Silviano Santiago não foi criado dentro de uma biblioteca por uma ‘injustiça’ geracional. “Já vou fazer 80 anos e, portanto, fiz parte de um Brasil muito diferente. Praticamente não havia bibliotecas”, conta. Em compensação, teve um mentor em Belo Horizonte, onde passou a adolescência após deixar o interior de Minas Gerais. “A minha primeira entrada no universo dos livros e em particular no universo da literatura foi através dos empréstimos de uma pessoa que eu chamo hoje de mentor, [o poeta] Jacques do Prado Brandão (1924-2007)”, relembra.
Essa e outras experiências serão divididas com o público da Biblioteca Pública do Paraná (Rua Cândido Lopes, 133) nesta quarta-feira, a partir das 19h30, na primeira edição da série de encontros “Um Escritor na Biblioteca” do ano. Em outubro, está confirmada a vinda do jornalista Zuenir Ventura.
Mil Rosas Roubadas
Santiago adapta uma frase do poeta Mallarmé francês para explicar como costurou o romance “Mil Rosas Roubadas”. “A frase célebre dele é ‘a destruição foi minha Beatriz (a grande musa de ‘A Divina Comédia’)’. Costumo dizer que a minha Beatriz (inspiração) é a fragmentação”.
O romance não tem estrutura simples: está contida ali parte de sua própria biografia e a do jornalista e produtor musical Ezequiel Neves, o Zeca, que, entre tantas atividades, lançou a carreira de Cazuza no Barão Vermelho.
Os dois se conheceram ainda adolescentes em Belo Horizonte e tiveram uma relação que se transformou em amizade longeva: durou até a morte de Zeca, em 2010. “Tentei trabalhar não a biografia de uma pessoa, mas o relacionamento de duas pessoas que são totalmente diferentes, ele, um .... loca e eu um professor universitário”, lembra.
A história é organizada por fragmentos. “Para compreender o que eu faço é preciso uma noção de acaso.
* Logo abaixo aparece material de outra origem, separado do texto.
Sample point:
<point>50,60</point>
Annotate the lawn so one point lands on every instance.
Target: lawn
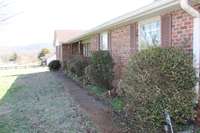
<point>34,101</point>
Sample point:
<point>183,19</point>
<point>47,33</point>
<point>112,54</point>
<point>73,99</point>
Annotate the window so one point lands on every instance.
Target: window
<point>86,50</point>
<point>104,41</point>
<point>149,33</point>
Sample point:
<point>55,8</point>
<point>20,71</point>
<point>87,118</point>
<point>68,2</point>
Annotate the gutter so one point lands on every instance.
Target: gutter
<point>196,39</point>
<point>155,7</point>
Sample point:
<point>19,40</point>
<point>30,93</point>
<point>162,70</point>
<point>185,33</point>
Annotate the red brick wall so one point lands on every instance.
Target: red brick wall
<point>120,48</point>
<point>182,28</point>
<point>66,51</point>
<point>94,42</point>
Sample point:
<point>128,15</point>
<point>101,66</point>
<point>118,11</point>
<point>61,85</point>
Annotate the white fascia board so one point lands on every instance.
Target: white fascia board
<point>152,9</point>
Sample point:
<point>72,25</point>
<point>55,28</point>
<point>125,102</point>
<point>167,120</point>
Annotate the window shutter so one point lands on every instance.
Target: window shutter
<point>133,37</point>
<point>98,42</point>
<point>109,41</point>
<point>166,30</point>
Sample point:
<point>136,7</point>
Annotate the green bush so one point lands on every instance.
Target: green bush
<point>117,103</point>
<point>156,80</point>
<point>54,65</point>
<point>100,72</point>
<point>98,91</point>
<point>76,65</point>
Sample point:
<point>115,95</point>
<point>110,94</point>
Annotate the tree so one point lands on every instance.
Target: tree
<point>43,55</point>
<point>13,57</point>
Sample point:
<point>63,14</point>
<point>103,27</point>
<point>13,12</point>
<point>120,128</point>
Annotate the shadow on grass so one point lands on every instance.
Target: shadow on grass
<point>38,103</point>
<point>13,105</point>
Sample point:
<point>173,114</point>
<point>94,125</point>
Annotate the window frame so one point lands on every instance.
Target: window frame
<point>101,41</point>
<point>144,22</point>
<point>86,50</point>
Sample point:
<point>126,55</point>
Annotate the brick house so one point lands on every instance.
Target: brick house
<point>164,23</point>
<point>60,38</point>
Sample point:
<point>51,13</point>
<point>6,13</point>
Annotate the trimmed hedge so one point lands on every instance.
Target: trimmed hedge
<point>156,80</point>
<point>76,65</point>
<point>54,65</point>
<point>100,72</point>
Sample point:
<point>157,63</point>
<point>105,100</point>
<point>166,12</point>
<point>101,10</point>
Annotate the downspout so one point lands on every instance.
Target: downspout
<point>196,39</point>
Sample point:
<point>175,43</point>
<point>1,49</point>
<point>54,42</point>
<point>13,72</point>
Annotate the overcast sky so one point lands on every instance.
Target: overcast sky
<point>39,18</point>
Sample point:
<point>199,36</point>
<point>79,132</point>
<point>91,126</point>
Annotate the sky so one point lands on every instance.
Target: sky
<point>36,20</point>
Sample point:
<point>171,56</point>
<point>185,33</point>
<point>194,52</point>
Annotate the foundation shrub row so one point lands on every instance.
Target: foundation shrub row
<point>155,81</point>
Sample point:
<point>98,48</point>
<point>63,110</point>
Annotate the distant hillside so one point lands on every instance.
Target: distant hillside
<point>25,54</point>
<point>31,48</point>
A trama se desenvolve muito pela aproximação de acontecimentos, de descobertas e sentimentos que aparentemente são contraditórios”, explica.
Como a alternância de protagonismo no romance. Narrador e personagem se equivalem. “Essa é a graça do livro. Pouco a pouco, o narrador vai descobrindo que o personagem é mais forte”, resume.
“Também tive uma outra forma de me aproximar dos livros. Primeiro foi a anárquica, com os títulos que Jacques gostava e tinha em sua biblioteca. Depois foi a acadêmica, quando decidi fazer vestibular para Letras na universidade. Então, de repente, a literatura começou a ser vista de uma maneira mais racional”, lembra. A primeira grande biblioteca que conheceu foi no início dos anos 1960, quando foi fazer o doutorado na França.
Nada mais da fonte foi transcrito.